In the fast-moving startup world, it’s natural to want protection against former employees joining a competitor. That’s why non-compete clauses have been popular for years. But the legal landscape is changing - raising real questions about whether they’re enforceable, useful, or even worth including.
Let’s break down what non-competes do, what the legal landscape looks like, and whether your startup should rely on them.
What’s a Non-Compete Clause?
A non-compete clause (or agreement) restricts a former employee from working for a competitor or starting a competing business for a certain period after leaving your company.
Typical non-competes include:
- A time limit (usually 6–24 months)
- A geographic scope (e.g., within California or the U.S.)
- A definition of competitors or prohibited industries
Startups often want to prevent ex-engineers or salespeople from jumping to better-funded competitors - but courts look skeptically at overly broad restrictions.
Are They Enforceable?
The answer depends entirely on state law:
- California: Completely banned. Even asking employees to sign a non-compete can be illegal.
- Massachusetts, New York, Texas: Allowed, but only if they’re narrow and protect a legitimate business interest.
- Federal level: The FTC has proposed a nationwide ban on non-competes, which could take effect soon.
Even in states where non-competes are allowed, courts want to see:
- Reasonable duration and scope
- Clear consideration (like a promotion or bonus)
- Protection of something specific - like trade secrets or customer goodwill
Are They Worth It?
If you operate in a non-compete-friendly state and your business relies heavily on trade secrets or customer relationships, a non-compete might make sense for certain roles.

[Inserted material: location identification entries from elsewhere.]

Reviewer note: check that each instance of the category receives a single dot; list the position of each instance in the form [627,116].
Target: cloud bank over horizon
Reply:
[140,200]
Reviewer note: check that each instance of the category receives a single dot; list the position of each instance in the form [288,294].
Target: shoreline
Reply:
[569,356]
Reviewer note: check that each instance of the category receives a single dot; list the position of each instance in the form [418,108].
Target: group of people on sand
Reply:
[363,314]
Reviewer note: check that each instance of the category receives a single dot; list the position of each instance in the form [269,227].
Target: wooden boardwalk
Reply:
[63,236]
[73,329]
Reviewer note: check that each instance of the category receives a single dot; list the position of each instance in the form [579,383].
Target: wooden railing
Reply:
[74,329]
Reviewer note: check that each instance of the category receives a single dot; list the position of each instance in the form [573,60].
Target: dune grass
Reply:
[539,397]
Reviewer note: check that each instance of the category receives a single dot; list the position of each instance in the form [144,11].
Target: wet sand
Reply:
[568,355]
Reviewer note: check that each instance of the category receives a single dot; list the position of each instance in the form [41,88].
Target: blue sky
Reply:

But many startups find better protection through:
- Non-solicitation clauses (less restrictive, more enforceable)
- Confidentiality and invention assignment agreements
- Culture and loyalty—building a workplace people want to stay in
Alternatives to Consider
- Non-solicitation clauses: Prevent poaching of employees or clients.
- NDAs and IP assignments: Protect your secret sauce.
- Garden leave: Require notice periods with paid leave to limit competition without formal bans.
Final Thoughts
Non-competes are no longer the catch-all protection they used to be - and in many states, they’re not worth the paper they’re written on. Focus on enforceable, targeted protections instead. Want to review your agreements? We can help.
Frequently Asked Questions
FAQs on Non-Compete Clauses for Startups
Are non-compete clauses legal in all states?
No. Some states, like California, ban them outright. Others only enforce them if they’re narrow and justified by a legitimate business interest.
What’s the difference between a non-compete and a non-solicitation clause?
A non-compete restricts where someone can work, while a non-solicitation clause only prevents them from taking your clients or employees. The latter is generally easier to enforce.
Do startups need non-competes to protect intellectual property?
Not necessarily. Strong confidentiality and invention assignment agreements often provide more reliable protection for IP and trade secrets.
Should founders include non-competes in all offer letters?
No. Non-competes should be used cautiously, only in states where they’re enforceable and for roles where they are truly necessary. Otherwise, focus on enforceable alternatives.